Le ministre de l’Intérieur, de la Sécurité et de la Décentralisation, Adrien Nguema Mba, a reçu ce mardi 21 juillet 2026, à l’Immeuble Arambo, les responsables des communautés religieuses, des chefferies traditionnelles et des associations de cultes traditionnels, pour présenter le projet de loi encadrant les activités des cultes religieux et traditionnels en République gabonaise.

«Nous sommes ici pour construire ensemble un texte qui reflète à la fois la fermeté nécessaire de l’État face aux dérives constatées et son respect absolu pour la liberté religieuse et nos traditions ancestrales », a déclaré le ministre.

Il a d’abord rappelé la richesse spirituelle du Gabon: bien avant l’arrivée des premiers missionnaires, les peuples : fang, myénè, punu, nzébi, téké ou kota, avaient développé leur propre rapport au sacré, donnant naissance à des traditions initiatiques comme le Bwiti ou le Ndjembé.

L’implantation du christianisme dès 1844, puis de l’islam et des Églises pentecôtistes, s’est superposée à ce socle animiste sans jamais l’effacer, façonnant une identité religieuse plurielle où un même Gabonais peut se dire chrétien, initié au Bwiti et respectueux des rites ancestraux.

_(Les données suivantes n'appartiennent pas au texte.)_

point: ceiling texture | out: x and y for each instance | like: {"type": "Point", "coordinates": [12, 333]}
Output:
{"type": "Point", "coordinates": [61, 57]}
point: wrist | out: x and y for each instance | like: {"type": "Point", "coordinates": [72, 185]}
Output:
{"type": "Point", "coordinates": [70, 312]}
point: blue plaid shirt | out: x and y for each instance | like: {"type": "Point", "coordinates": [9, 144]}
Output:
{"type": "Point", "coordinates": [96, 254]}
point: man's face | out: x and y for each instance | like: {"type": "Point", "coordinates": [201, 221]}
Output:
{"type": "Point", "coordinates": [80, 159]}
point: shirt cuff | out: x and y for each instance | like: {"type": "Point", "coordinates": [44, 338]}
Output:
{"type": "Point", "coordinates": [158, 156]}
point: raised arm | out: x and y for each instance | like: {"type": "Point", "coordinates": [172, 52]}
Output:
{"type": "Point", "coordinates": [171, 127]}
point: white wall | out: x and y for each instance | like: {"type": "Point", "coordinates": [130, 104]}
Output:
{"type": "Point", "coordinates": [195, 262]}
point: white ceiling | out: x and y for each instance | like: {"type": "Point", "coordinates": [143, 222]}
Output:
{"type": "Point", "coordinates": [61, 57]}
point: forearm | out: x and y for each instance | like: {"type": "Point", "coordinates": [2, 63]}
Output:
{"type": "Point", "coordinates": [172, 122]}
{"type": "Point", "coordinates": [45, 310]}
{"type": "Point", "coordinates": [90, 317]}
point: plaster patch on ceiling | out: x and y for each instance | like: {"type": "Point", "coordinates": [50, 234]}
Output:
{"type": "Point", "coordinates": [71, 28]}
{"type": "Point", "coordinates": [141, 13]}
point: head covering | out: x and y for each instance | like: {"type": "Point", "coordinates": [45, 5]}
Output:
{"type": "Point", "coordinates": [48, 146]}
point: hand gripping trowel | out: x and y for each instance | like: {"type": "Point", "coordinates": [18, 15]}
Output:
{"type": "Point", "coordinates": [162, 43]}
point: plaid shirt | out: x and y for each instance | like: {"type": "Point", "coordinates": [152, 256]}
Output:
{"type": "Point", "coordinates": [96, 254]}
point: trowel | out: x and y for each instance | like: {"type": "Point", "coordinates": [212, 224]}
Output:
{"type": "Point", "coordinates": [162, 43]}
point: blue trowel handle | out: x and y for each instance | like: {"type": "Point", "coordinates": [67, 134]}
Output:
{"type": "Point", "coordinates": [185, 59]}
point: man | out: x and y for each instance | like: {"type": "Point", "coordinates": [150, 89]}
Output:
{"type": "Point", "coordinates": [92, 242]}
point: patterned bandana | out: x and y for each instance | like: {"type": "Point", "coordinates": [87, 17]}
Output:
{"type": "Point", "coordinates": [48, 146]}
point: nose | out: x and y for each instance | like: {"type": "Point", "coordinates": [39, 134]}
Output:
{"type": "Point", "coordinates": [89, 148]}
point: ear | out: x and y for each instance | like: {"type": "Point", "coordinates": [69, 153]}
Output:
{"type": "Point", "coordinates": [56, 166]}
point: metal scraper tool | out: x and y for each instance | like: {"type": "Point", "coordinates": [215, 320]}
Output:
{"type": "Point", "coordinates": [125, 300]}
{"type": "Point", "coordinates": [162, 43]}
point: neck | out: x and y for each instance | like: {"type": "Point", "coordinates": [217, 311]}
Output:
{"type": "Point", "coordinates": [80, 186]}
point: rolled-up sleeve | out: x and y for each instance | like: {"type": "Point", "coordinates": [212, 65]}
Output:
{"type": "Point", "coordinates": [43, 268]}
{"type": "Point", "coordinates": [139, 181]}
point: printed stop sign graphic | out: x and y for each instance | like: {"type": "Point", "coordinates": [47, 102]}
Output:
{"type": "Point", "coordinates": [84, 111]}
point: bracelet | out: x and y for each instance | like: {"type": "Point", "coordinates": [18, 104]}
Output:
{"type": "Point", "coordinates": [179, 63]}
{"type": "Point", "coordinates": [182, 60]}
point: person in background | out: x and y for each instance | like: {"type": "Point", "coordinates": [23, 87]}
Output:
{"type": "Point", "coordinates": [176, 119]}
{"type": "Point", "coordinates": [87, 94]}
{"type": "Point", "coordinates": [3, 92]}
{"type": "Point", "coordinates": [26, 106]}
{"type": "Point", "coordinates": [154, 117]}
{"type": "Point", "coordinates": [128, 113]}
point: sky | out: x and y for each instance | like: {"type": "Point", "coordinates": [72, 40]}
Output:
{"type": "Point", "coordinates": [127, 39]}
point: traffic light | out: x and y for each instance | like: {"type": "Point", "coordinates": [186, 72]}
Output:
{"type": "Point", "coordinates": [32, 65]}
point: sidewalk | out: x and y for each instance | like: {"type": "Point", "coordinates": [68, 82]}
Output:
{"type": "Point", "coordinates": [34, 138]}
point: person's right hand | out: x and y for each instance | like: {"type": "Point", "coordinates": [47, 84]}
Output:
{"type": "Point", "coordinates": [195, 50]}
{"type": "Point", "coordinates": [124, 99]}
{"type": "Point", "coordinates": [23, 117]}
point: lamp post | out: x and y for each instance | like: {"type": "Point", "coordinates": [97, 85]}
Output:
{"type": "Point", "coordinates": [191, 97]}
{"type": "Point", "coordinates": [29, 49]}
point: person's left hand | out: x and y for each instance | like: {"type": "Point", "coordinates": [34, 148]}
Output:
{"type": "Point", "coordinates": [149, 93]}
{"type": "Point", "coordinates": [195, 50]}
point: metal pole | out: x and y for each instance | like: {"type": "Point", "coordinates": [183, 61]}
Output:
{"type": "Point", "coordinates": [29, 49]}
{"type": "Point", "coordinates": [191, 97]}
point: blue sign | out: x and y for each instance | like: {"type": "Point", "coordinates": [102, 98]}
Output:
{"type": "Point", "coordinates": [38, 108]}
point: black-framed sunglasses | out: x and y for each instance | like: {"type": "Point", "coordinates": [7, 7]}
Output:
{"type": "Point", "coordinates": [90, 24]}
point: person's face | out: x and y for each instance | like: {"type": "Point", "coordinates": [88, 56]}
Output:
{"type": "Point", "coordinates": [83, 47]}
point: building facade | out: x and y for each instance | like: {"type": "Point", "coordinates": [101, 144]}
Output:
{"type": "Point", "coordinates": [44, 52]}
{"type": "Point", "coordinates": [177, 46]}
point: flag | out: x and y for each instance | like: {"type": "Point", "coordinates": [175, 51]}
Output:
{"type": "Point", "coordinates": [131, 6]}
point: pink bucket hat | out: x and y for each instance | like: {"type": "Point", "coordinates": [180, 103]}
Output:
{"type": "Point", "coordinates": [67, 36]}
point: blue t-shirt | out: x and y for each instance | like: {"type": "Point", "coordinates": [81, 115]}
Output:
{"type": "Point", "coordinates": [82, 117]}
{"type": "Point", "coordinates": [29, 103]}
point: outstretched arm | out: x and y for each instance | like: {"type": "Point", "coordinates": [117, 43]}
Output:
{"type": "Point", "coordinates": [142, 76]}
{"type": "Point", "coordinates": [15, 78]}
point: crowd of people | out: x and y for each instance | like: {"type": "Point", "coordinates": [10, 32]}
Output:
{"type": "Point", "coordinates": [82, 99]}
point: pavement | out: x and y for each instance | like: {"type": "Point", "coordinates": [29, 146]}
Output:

Cette tolérance, a-t-il rappelé, est encadrée par la Constitution, à travers la laïcité de l’État et la liberté de conscience.

Le ministre a toutefois dressé un constat préoccupant : prolifération de lieux de culte clandestins sans respect des normes de sécurité, nuisances sonores répétées, et surtout des cas d’escroquerie, de charlatanisme et d’abus, parfois psychologiques ou physiques, commis sous couvert de spiritualité. « Face à de telles dérives, l’État ne peut demeurer spectateur », a-t-il affirmé.

C’est dans ce contexte que le gouvernement prépare ce projet de loi, dont Adrien Nguema Mba a tenu à préciser qu’il ne visait ni à restreindre la liberté de culte ni à s’opposer aux religions. Le texte poursuit trois objectifs :

Protéger les fidèles, en garantissant des conditions de sécurité dignes dans les lieux de culte et en préservant l’intégrité physique, morale et financière des pratiquants.

Assainir le paysage cultuel, en distinguant les guides spirituels authentiques des « marchands d’illusion » qui exploitent la crédulité des fidèles.

Renforcer la collaboration entre l’État et les communautés religieuses, via un cadre administratif clair, pour l’enregistrement et le suivi des activités du culte.

Le ministre a annoncé l’organisation, dans la semaine, de séances de travail avec des experts désignés par les leaders religieux, afin d’aborder les conditions d’implantation des lieux de culte, les critères de reconnaissance des associations cultuelles et les mécanismes de régulation envisagés. « Rien, dans cette démarche, n’est figé ni définitivement arrêté », a-t-il assuré, invitant les responsables religieux à un dialogue franc et constructif.